記憶と思い出
2017.07.13更新
宗像市葉山クリニックの撫中です。7月上旬に2つの同窓会がありました。1つは40年前の浪人生時代の仲間の集まり、もう一つは30年前の仕事仲間の集まり。思い出話に花が咲き、楽しい時間を過ごしました。ただ、記憶というものは曖昧なところも多々あって、思い出も人によって変容していたりします。最近2人の物理学者が時間は存在しないという論理を発表し、話題になりました。また、別の概念では、過去、現在、未来、これらは一方向性に流れているのではなく、同時に存在する。つまり、記憶として、自分の中に同時に存在するものである、というのです。だから、40年前の記憶も、5分前の会話で書き換えられてしまい、それが40年前の出来事になる。一億年前の化石も5分前にわれわれの頭のなかで1億年前と記憶すれば、それが事実となる。

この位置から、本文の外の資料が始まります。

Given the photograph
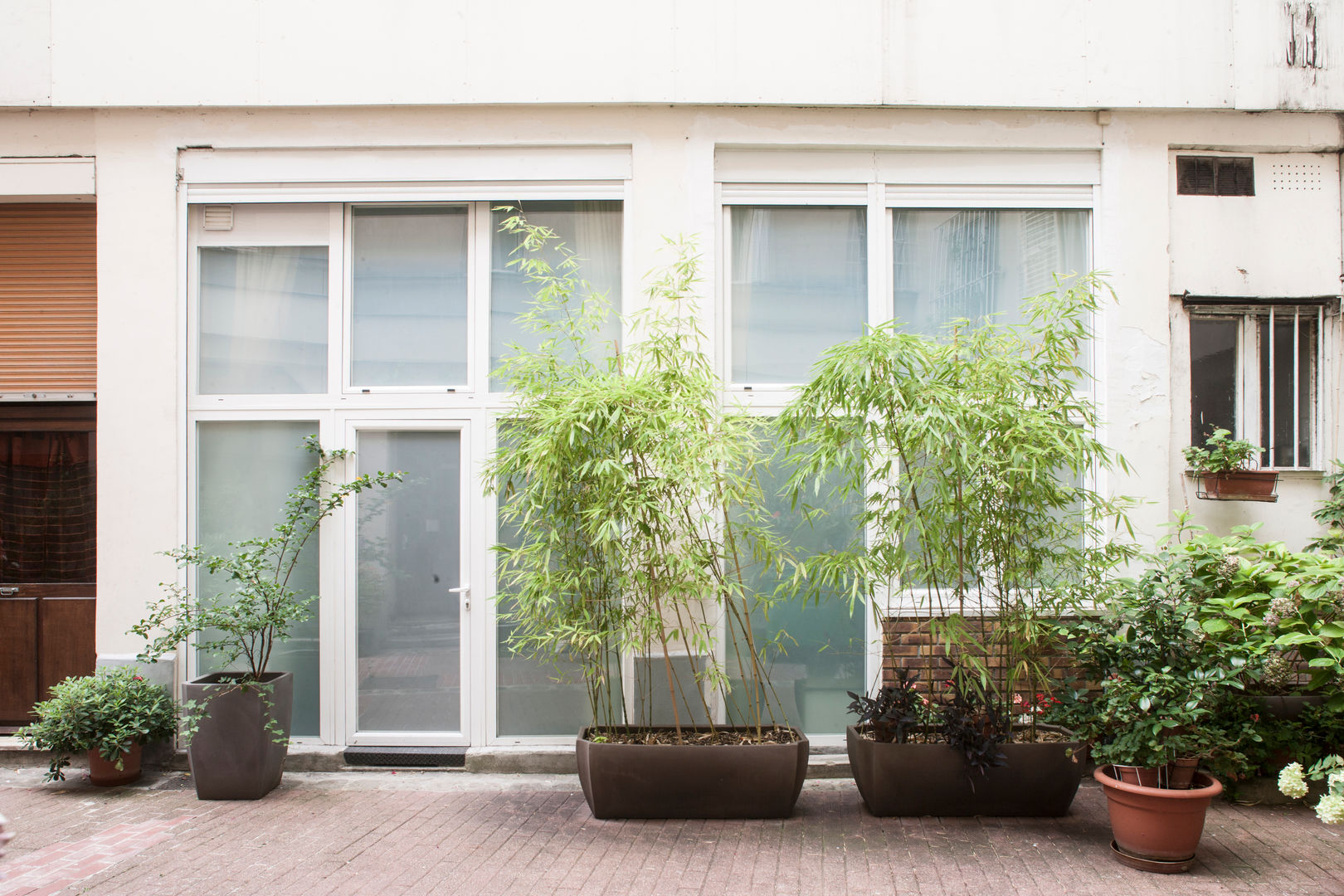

では、思い出は幻想にすぎないのか?40年前の受験の時、浪人生だった私と友人が同じ大学を受けたことを私は明確に記憶していますが、友人には記憶がありませんでした。その記憶(過去)は現在の自分には、「過去」として存在し、友人には「過去」として存在しません。やはり、時間とは、自分の中、記憶でしかないのでしょうか?ただ、その自分の記憶でしかないものも共有できる記憶をもつものが複数いれば、思い出として成立し、とても情緒的なものに変わります。存在という物理的な概念からは、離れて「幻想」でもいいじゃないか、と思わせるほど、心地よい「時間」を過ごせます。このことは紛れもない事実です。